The lab received start-up funding of 35 million Euro from Irish Government, as well as sponsorship from industrial research partners (see below).
The facility achieved international recognition for a range of its work including EEG based mind-computer interfaces; the BumpList and Iso-phone.
In May 2004, in conjunction with Ireland's hosting of the EU Presidency, MLE and the Department of Education and Science assembled New Futures for Learning in the Digital Age.
[5] The lab was unfortunate to have been founded just as the internet bubble collapsed and with it the corporate ability to invest in projects of this sort.
Compounding difficulties, some members of the Irish university sector expressed concerns about the government money invested in the Lab, Although, in a call for proposals, the Higher Education Authority[6] commented "The HEA is delighted at the level of collaboration (between MLE and Irish universities) which has been achieved in the short time since Media Lab Europe was established."

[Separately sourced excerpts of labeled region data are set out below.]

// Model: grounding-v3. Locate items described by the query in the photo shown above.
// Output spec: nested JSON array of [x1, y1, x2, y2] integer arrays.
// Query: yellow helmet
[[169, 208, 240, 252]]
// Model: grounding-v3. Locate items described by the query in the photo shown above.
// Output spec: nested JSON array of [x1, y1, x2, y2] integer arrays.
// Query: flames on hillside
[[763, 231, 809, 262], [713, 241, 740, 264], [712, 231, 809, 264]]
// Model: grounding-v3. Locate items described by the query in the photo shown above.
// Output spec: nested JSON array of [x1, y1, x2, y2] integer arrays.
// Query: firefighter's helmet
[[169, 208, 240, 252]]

Commenting in The Irish Times, Nicholas Negroponte, the founder of the MIT Media Lab, said that the research at MLE was[7] "beyond [his] wildest expectations"; he was critical of European companies for their unwillingness to invest in the lab and said: "Many visitors to MLE thought the work in Dublin was more edgy than at MIT.
Inevitably such brief, unofficial reports cannot present the full picture of these complex negotiations, in which both parties discussed a range of possibilities but ultimately found closure of the lab to be the only mutually-agreeable option.